How to Dial-in at home
Three variables impact the flavour of your coffee, Dry Dose, Wet Yield and Extraction Time, only one parameter should be tweaked at any one time so that you are able to recognise which changes were successful.
Dry Dose: This is the weight of ground coffee that initially goes into the portafilter. A larger dose allows you to brew more espresso, small doses brews less.
Wet Yield: This is the amount of espresso that is extracted into your cup. The higher the yield the more water has passed through the coffee resulting in a higher extraction level and a lower concentrate level. The lower the yield, the less water passes through the coffee resulting in a higher concentrate level and a lower extraction.
Extraction Time:The amount of time it takes for the coffee to brew. Our go to recicipe for all our coffees is usually a 1:2 ratio, meaning for every gram of coffee you should expect two grams of liquid out using the recipe below:
18g (Dry Dose) - 36g (Wet Yield) - 25 - 30s (Extraction time)
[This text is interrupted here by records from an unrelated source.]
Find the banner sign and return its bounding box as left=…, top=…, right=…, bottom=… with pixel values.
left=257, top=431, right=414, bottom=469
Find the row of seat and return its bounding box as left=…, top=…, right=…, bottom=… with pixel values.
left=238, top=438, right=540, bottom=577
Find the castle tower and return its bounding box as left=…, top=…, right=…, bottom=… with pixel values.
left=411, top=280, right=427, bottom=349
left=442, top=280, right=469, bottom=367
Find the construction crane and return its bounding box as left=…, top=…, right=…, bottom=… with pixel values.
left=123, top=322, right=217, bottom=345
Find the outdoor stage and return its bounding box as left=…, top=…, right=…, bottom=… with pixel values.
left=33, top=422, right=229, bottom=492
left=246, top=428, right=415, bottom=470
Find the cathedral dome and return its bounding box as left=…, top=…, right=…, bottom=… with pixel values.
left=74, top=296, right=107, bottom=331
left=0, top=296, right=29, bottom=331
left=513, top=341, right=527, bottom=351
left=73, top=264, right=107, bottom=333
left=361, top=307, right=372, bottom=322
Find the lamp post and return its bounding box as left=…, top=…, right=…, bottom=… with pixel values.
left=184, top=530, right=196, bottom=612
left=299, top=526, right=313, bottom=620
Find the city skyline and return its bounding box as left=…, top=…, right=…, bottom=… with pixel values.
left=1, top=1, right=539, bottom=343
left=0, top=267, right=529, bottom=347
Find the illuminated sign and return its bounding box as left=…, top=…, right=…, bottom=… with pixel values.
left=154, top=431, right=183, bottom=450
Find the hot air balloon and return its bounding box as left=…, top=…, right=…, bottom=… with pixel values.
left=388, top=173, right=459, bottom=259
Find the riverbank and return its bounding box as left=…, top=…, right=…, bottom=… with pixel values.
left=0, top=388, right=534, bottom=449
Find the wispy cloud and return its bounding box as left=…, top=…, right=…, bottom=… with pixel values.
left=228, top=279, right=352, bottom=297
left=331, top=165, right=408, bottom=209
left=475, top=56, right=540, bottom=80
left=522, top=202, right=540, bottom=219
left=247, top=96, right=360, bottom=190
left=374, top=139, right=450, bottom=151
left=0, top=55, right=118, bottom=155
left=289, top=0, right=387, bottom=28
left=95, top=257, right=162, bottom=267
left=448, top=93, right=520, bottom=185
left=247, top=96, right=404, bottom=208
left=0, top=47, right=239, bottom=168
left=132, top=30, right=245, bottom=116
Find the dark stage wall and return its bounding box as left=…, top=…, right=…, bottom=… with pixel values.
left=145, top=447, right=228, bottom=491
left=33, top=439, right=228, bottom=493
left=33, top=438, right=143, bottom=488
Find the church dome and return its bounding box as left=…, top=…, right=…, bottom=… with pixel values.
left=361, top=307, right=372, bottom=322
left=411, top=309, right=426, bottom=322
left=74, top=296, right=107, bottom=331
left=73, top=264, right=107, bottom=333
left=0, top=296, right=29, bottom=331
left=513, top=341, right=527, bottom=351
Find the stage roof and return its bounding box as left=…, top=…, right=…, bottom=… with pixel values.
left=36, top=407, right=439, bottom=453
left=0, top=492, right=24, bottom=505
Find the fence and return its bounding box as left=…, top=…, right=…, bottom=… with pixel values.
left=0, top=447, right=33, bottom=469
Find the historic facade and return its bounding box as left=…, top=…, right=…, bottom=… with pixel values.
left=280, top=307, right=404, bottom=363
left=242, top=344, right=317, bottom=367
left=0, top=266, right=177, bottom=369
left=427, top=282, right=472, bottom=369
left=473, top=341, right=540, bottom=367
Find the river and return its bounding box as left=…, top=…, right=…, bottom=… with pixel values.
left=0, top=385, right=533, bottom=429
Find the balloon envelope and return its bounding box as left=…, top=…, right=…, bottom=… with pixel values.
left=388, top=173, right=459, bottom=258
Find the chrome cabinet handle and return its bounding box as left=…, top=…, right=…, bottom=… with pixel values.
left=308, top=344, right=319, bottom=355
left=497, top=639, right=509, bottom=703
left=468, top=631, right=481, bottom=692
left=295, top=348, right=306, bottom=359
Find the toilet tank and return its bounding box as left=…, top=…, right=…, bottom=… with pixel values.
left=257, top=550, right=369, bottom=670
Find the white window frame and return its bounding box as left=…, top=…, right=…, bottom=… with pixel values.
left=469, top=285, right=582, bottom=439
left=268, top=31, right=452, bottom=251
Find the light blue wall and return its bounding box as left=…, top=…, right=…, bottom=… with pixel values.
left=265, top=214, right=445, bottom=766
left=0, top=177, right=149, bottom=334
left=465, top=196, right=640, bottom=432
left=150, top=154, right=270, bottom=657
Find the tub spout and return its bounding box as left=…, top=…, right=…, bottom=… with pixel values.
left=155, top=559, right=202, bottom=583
With the brew ratio above set it is now time to adjust your grind settings in order to hit the desired brewing time of 25-30 secs. Modifying the grind setting effectively changes the speed of your shots. If your shots are running too fast you should try and grind your coffee finer. If the shots are running too slow increase the grind coarseness. Always make slight adjustments in order to fine-tune the settings as small changes can have dramatic effects on flavour.
Now it's time to taste. If it tastes sour and thin UNDER EXTRACTION has occurred. If Bitter and dry then OVER EXTRACTION has taken place. This can all be fixed by tweaking the parameters. A coarser grind means less contact between coffee and water leading to a lower level of extraction.A finer grind means that there is more contact between coffee and water leading the higher extraction.
Sour and Sharp flavours are evidence of an under extracted espresso. To fix this, grind a little finer which will increase the extraction time and should balance the espresso.
If bitter and dry flavours are evident try a coarser grind setting until these unpleasant flavours fade. The coarser the grind the shorter the extraction time.
Try not to worry too much if you’re overall brewing time changes slightly with these adjustments. Adjust and taste until you are happy with the result.
Other factors to look out for:
Distribution of ground coffee in portafilter: Even distribution of the coffee grounds in the portafilter will increase the chances of an even extraction. To have a consistent puck means that the water will flow evenly through the coffee resulting in a uniform extraction. If the puck is uneven with areas of weak and dense coffee channelling will occur resulting in a very inconsistent shot.
Channeling: To improve the quality of your espresso, it's important to ensure that the water flows evenly through the coffee puck. Channeling, where the water finds a narrow path through the puck, can lead to an uneven extraction and undesirable flavors becoming more prominent. To prevent this, make sure you have great distribution of the coffee grounds.
Brew TemperatureWhen brewing espresso, it's important to pay attention to the temperature of your machine. Depending on your preferences and the type of coffee you're using, you may want to adjust the temperature to ensure the best possible flavors. For optimum brewing, aim for a temperature between 90-96 degrees. However, it's important to adjust other variables such as grind size, dose, and espresso volume before making any changes to your machine's temperature. If you do decide to experiment with the temperature, make adjustments in small increments for the best results. As a starting point, set your machine to 90-92°C for dark roasts, 93-94°C for medium roasts, and 95-96°C for light roasts.